There’s an option in postgres called estimate counts, which will give you well, an estimate for your counts! So unless you want a very precise number of counts from your table, you’re better off this way:

The sql query would be like this:

SELECT reltuples as approximate_row_count FROM pg_class WHERE relname = 'table_name';

Now what I needed was a function which receives a custom query and gives me back the approximate row counts. One smart person called Michael Fuhr has come up with this function to achieve this.

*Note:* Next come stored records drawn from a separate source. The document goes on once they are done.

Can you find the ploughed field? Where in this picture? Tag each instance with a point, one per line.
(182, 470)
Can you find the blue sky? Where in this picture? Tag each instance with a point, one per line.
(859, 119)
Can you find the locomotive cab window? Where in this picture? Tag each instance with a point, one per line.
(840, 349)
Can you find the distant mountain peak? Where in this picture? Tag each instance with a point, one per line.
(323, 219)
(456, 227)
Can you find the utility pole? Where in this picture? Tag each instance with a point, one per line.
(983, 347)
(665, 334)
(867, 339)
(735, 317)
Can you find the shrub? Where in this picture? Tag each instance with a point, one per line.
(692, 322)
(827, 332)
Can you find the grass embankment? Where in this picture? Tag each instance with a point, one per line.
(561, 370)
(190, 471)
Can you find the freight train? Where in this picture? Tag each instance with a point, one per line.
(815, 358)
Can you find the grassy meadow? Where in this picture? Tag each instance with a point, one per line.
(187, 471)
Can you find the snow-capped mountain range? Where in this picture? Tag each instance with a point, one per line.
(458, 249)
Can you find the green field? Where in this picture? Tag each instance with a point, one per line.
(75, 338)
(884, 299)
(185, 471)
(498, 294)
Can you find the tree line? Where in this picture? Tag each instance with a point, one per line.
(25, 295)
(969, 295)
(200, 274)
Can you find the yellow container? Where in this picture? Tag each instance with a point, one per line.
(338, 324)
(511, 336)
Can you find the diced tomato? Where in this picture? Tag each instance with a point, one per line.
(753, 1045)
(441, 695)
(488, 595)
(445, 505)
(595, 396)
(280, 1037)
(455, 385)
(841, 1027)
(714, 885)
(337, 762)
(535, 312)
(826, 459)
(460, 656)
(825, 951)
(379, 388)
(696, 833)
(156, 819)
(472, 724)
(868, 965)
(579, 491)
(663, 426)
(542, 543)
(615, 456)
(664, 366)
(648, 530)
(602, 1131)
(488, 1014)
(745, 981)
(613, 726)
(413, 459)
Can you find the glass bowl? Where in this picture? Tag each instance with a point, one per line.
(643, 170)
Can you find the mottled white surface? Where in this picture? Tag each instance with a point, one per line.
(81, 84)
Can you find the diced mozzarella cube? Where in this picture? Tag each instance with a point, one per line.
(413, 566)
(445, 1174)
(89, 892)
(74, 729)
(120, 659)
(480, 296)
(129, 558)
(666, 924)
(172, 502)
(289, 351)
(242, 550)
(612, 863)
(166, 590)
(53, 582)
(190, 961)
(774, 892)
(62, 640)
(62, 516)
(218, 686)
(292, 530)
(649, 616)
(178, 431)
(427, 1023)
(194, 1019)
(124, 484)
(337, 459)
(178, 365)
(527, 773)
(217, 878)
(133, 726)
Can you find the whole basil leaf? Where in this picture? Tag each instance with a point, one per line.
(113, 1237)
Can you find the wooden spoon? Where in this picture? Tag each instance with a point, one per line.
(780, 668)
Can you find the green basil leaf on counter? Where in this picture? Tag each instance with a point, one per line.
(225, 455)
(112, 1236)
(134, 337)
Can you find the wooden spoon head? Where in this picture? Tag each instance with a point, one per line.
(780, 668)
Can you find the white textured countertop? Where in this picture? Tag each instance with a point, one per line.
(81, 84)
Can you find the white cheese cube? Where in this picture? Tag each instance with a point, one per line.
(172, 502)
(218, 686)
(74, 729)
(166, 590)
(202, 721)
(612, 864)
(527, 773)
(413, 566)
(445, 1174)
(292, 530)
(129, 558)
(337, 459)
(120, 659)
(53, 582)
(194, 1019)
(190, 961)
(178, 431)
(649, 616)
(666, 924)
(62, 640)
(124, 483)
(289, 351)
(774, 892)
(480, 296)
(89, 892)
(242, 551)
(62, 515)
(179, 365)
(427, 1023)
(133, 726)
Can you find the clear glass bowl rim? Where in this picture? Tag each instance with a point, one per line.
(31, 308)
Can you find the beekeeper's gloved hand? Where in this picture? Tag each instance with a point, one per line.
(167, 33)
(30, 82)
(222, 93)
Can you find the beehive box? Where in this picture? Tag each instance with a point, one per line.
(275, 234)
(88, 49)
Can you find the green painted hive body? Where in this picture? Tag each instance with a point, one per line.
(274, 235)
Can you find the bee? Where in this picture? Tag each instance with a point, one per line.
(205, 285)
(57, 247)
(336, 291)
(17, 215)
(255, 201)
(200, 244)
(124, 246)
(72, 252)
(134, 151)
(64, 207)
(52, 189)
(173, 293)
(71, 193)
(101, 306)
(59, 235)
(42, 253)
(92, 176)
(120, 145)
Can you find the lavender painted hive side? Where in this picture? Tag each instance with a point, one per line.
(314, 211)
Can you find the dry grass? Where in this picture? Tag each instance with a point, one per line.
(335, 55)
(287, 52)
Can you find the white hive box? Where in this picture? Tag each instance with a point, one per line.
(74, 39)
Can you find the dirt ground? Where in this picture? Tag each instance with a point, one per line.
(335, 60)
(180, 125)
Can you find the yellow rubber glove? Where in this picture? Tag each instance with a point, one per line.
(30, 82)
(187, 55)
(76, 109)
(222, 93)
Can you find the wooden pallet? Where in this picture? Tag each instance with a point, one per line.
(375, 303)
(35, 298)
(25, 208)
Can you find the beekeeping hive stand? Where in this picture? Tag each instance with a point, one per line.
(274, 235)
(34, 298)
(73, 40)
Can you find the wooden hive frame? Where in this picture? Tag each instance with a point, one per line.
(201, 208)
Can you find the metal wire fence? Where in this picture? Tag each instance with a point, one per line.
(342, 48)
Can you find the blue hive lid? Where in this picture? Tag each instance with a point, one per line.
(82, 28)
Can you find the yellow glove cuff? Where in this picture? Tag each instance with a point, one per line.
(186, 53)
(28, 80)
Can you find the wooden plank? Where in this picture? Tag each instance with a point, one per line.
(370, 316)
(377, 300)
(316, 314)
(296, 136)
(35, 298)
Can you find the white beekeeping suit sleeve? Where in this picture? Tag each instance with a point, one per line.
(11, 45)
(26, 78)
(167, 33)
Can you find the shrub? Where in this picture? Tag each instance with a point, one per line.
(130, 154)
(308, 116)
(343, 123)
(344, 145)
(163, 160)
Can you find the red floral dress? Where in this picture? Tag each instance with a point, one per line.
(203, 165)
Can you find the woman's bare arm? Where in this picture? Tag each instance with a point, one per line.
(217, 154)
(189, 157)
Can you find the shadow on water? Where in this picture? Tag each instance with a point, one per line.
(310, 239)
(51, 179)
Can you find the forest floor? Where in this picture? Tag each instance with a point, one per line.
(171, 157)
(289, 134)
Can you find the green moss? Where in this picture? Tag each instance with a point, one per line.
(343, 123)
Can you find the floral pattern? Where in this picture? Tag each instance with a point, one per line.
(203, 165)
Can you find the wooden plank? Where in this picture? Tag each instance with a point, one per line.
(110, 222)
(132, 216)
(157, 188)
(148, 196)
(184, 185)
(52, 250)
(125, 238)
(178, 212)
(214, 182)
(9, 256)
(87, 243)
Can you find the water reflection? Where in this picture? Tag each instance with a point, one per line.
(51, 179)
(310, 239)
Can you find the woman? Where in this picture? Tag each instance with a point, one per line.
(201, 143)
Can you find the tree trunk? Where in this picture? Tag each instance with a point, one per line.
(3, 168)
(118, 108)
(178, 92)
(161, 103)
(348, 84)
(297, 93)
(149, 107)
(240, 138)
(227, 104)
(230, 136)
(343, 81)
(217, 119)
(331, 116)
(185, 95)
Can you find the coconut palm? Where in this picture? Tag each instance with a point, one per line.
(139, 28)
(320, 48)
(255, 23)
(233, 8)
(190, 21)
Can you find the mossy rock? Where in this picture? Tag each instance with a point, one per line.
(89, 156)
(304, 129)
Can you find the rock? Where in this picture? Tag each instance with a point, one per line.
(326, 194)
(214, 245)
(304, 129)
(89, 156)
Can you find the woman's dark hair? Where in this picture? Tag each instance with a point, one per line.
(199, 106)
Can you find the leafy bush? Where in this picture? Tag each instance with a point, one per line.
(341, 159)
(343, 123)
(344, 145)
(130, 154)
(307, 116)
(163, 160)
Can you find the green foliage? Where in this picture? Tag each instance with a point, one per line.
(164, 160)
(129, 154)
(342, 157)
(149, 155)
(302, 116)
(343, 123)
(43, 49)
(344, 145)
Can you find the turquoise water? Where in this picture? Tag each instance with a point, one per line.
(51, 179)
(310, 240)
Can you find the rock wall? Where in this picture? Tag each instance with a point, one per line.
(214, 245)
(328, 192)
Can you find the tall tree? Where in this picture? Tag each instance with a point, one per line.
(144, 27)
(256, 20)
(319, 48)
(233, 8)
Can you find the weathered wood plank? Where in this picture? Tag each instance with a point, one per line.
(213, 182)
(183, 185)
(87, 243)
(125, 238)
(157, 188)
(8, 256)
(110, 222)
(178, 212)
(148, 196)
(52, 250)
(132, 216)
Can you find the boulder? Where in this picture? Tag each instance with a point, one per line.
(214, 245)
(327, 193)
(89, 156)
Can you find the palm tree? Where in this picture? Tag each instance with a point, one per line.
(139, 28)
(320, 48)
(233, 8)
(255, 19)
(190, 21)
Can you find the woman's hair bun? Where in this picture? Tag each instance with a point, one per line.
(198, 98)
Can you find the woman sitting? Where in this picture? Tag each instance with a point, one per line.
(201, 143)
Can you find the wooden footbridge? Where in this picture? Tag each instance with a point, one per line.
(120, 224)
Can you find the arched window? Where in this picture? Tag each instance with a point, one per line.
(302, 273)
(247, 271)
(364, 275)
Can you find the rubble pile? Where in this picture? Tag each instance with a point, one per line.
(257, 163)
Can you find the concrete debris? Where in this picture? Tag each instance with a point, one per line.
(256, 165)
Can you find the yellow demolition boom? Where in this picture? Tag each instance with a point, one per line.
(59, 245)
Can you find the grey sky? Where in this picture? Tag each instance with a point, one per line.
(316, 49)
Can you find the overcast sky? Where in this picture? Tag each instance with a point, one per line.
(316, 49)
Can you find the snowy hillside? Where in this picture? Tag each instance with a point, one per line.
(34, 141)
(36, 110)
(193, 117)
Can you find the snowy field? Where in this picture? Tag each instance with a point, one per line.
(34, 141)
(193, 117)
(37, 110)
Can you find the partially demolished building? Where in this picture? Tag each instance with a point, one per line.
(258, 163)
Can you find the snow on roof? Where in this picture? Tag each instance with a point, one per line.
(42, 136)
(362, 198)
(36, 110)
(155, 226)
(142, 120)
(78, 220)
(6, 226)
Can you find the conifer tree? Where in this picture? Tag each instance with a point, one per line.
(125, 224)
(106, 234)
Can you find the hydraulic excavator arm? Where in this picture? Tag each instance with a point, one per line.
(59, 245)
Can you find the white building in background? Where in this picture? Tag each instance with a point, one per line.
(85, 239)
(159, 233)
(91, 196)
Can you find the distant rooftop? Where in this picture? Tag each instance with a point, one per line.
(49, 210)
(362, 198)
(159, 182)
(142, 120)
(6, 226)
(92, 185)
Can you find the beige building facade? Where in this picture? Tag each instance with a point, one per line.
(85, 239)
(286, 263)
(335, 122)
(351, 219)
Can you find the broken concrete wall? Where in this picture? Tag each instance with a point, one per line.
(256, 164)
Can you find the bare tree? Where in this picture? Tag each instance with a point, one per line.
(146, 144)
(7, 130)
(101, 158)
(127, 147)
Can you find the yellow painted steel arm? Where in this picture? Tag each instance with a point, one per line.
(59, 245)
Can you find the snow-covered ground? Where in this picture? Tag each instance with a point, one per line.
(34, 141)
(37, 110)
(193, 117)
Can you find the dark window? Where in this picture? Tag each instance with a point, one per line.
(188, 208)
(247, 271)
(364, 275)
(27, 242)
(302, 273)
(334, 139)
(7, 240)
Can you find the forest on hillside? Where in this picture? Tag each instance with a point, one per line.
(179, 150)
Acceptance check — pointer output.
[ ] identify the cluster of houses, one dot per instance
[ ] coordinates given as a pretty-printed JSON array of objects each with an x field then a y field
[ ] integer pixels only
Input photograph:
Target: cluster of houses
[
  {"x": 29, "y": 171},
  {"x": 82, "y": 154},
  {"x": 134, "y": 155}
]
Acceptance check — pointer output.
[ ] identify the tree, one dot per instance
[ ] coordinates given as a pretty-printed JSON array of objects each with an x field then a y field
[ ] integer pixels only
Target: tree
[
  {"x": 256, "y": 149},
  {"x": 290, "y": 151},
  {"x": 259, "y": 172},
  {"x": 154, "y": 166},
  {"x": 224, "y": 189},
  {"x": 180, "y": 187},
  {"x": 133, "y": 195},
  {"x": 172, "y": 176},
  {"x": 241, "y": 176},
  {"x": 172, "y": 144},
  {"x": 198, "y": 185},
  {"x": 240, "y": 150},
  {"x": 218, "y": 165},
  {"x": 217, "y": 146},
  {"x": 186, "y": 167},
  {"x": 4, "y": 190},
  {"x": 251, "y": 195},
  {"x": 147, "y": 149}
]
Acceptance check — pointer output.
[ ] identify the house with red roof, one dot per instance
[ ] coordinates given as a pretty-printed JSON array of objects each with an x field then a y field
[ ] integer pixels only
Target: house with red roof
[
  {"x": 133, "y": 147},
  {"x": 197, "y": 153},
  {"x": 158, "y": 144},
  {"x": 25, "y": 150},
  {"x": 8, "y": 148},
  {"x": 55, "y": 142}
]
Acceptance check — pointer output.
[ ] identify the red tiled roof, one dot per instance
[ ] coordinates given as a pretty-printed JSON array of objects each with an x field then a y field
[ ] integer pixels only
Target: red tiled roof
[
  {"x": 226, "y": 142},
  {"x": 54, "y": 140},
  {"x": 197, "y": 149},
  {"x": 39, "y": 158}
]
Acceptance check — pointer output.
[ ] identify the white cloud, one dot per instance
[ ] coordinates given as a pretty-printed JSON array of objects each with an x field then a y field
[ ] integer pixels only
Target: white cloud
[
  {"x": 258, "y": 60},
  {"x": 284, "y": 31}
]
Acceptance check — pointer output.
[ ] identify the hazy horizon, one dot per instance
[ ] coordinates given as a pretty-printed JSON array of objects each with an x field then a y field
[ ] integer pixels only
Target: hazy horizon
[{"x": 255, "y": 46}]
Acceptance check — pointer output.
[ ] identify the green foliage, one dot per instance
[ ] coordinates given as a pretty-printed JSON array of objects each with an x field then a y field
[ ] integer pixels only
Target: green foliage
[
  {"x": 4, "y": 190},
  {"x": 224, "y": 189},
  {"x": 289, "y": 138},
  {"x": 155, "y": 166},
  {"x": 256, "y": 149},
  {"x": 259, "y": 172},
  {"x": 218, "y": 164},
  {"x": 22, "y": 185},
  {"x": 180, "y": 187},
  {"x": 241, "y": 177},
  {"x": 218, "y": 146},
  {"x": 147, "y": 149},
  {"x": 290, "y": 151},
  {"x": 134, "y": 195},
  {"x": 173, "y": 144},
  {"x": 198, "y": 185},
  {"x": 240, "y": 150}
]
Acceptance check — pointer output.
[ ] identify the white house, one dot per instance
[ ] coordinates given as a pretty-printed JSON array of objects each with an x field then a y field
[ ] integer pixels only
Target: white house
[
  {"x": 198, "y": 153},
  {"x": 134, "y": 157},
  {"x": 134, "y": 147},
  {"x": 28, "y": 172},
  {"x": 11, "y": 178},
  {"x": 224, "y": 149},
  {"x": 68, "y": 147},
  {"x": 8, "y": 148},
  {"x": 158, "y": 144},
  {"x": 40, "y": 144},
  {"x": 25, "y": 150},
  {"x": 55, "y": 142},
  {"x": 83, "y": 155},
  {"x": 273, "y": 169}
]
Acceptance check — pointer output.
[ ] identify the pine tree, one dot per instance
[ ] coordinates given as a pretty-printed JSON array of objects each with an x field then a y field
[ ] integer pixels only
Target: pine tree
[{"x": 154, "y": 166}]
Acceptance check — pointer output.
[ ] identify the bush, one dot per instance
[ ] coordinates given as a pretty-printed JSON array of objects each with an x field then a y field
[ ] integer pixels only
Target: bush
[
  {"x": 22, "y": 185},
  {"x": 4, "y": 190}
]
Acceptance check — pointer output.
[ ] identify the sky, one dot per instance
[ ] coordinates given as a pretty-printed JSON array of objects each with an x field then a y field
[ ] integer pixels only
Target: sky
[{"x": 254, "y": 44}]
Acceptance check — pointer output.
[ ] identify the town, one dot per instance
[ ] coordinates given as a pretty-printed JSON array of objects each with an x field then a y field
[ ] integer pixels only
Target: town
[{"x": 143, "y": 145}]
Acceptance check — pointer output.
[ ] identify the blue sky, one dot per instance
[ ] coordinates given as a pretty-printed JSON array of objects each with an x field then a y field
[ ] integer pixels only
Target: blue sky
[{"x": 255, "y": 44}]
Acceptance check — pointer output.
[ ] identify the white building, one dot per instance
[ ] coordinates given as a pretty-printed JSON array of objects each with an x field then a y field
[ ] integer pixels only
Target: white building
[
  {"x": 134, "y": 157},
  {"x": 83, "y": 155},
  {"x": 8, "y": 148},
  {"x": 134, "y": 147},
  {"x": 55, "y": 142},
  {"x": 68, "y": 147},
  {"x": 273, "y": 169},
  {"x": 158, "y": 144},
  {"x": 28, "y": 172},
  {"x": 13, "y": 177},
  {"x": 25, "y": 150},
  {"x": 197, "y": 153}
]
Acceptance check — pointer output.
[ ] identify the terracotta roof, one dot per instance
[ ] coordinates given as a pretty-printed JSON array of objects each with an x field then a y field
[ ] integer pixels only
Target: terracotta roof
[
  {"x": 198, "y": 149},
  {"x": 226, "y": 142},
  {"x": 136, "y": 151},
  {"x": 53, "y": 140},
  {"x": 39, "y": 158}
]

So for more sophisticated queries you can use this function:

CREATE FUNCTION count_estimate(query text) RETURNS integer AS
$func$
DECLARE
    rec   record;
    rows  integer;
BEGIN
    FOR rec IN EXECUTE 'EXPLAIN ' || query LOOP
        rows := substring(rec."QUERY PLAN" FROM ' rows=([[:digit:]]+)');
        EXIT WHEN rows IS NOT NULL;
    END LOOP;

    RETURN rows;
END
$func$ LANGUAGE plpgsql;

You first have to create this function in your postgres database and use it like this:

SELECT count_estimate('Your custom query here');

Now what I’ve done in django to achieve all this is that at first I made sure I’m gonna create this stored procedure in my database by creating it in a migration.

./manage.py makemigrations --empty myapp -n count_estimate_procedure
# Generated by Django 2.2.11 on 2020-11-17 15:30

from django.db import migrations

STORED_PROCEDURE_SQL = """
CREATE FUNCTION count_estimate(query text) RETURNS integer AS
$func$
DECLARE
    rec   record;
    rows  integer;
BEGIN
    FOR rec IN EXECUTE 'EXPLAIN ' || query LOOP
        rows := substring(rec."QUERY PLAN" FROM ' rows=([[:digit:]]+)');
        EXIT WHEN rows IS NOT NULL;
    END LOOP;

    RETURN rows;
END
$func$ LANGUAGE plpgsql;
"""


class Migration(migrations.Migration):

    dependencies = [
        ("myapp", "0005_some_other_migration_file"),
    ]

    operations = [
        migrations.RunSQL(
            (STORED_PROCEDURE_SQL), ("DROP FUNCTION IF EXISTS count_estimate;")
        )
    ]

and then create a helper function to call this stored procedure from django:

def estimate_count_fast(sql):
    """ postgres really sucks at full table counts, this is a faster version"""
    cursor = connection.cursor()
    cursor.execute(sql)
    row = cursor.fetchone()
    return int(row[0])

Now you just have to write your count sql and give it to this function, in my case it was something like this:

MYMODEL_COUNT_SQL = """
SELECT count_estimate('SELECT * FROM myapp_mymodel WHERE some_condition');
"""

Now it might not be a pretty sql, but you get my point. Don’t you?!

And use this query in my helper function:

estimate_count_fast(MYMODEL_COUNT_SQL)

And that’s pretty much it. Wish you a very fast performant system!